Чтобы возбуждать меньше подозрений, я иногда бил даже девушку, но с любовью, а не с гневом, с нежностью, а не с раздражением, и эти удары были приятнее всяких целебных умащений. Что говорить? Ни одно из удовольствий любви не было нами упущено, а то, что любовь еще может придумать необычного, было прибавлено. Чем меньше опытности было у нас в подобных наслаждениях, тем пламеннее мы им предавались и тем менее они нас утомляли. И чем больше овладевала мной эта страсть, тем меньше времени оставалось у меня для философии и чтения лекций. Мне очень тягостно стала ходить в школу и там находиться. Это было к тому же и утомительно, потому что все мои ночи были отданы страсти, а дни поглощали ученые занятия.

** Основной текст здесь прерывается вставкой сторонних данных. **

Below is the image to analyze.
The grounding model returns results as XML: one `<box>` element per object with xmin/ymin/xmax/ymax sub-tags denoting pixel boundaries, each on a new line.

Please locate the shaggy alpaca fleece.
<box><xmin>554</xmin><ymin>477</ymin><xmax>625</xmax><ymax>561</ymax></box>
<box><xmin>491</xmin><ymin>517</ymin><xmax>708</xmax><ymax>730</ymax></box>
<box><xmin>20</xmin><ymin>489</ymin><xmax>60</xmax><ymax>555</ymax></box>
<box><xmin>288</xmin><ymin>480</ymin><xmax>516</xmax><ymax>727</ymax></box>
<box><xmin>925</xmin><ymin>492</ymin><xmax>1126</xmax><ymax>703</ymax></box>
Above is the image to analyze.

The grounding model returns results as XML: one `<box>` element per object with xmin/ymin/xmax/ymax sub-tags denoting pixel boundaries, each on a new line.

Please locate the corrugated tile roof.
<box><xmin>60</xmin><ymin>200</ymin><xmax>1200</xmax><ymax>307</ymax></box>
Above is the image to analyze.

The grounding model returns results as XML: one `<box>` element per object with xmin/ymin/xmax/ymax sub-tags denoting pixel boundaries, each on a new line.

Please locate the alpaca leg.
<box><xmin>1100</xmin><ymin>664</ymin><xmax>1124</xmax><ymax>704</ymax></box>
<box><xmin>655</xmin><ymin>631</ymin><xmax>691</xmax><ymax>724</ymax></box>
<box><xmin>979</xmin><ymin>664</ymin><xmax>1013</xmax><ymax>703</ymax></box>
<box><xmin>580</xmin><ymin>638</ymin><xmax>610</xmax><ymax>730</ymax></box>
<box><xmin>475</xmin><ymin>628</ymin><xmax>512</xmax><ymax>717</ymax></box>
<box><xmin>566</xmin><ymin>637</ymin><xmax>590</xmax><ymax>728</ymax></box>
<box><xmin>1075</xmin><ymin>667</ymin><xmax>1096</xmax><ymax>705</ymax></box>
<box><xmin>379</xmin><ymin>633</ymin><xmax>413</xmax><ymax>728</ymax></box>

К своим лекциям я стал относиться так небрежно и вяло, что полагаться приходилось уже не на вдохновение, а только на привычку. Я лишь повторял прежние лекции, а если мне и удавалось придумать что-нибудь новое, то это были любовные стихи, а не философские глубины. Многие из этих стихов, как ты сам знаешь, получили немалую известность и поются по сей день во многих странах, преимущественно людьми, которых жизнь обольщала такими же соблазнами, как и меня.

Но трудно и вообразить, как были недовольны мои ученики, как стали они роптать, как жаловались, когда заметили такое состояние, или, вернее, такое помрачение моего духа.

Лишь от немногих могла укрыться столь явная страсть, даже, пожалуй, ни от кого. Скрыта она была разве лишь от того, кому она причиняла наивеличайшее оскорбление, а именно, от дяди моей возлюбленной. Правда, кое-кто иногда позволял себе делать ему намеки; но он не мог им поверить, как из-за своей безграничной любви к племяннице, так и потому, что ему была ведома прежняя моя целомудренная жизнь. Ведь нам вовсе нелегко заподозрить в гнусности людей, которых мы любим больше всего. Сильная любовь несовместна с дурными предчувствиями. Поэтому и у блаженного Иеронима в послании к Сабиниану сказано: «О беде в нашем собственном доме мы узнаем позже всех; а о пороках детей и жен наших не знаем и тогда, когда все соседи кричат о них»[245].

Но хоть и позже всех, а приходится узнать. То, что известно всем, трудно скрыть от одного. Так по прошествии нескольких месяцев случилось и с нами.

О, как горько было дяде узнать об этом! Как велика была скорбь влюбленных, когда им пришлось расстаться! Как краснел я от стыда! Какой тоской я терзался оттого, что страдала возлюбленная! Какая печаль мучила ее из-за моего позора! Каждый из нас жалел не о себе, а о горе, постигшем другого. Но разлука телесная только еще больше усугубила нашу близость духовную, и неудовлетворенная любовь разгоралась в нас сильнее. А пережитый позор делал нас равнодушными к дальнейшему бесчестию. И чем меньше оставалось у нас стыда, тем больше было уверенности в своей правоте. С нами произошло то же самое, что рассказано у поэтов в басне о Венере и Марсе[246], застигнутых на месте преступления.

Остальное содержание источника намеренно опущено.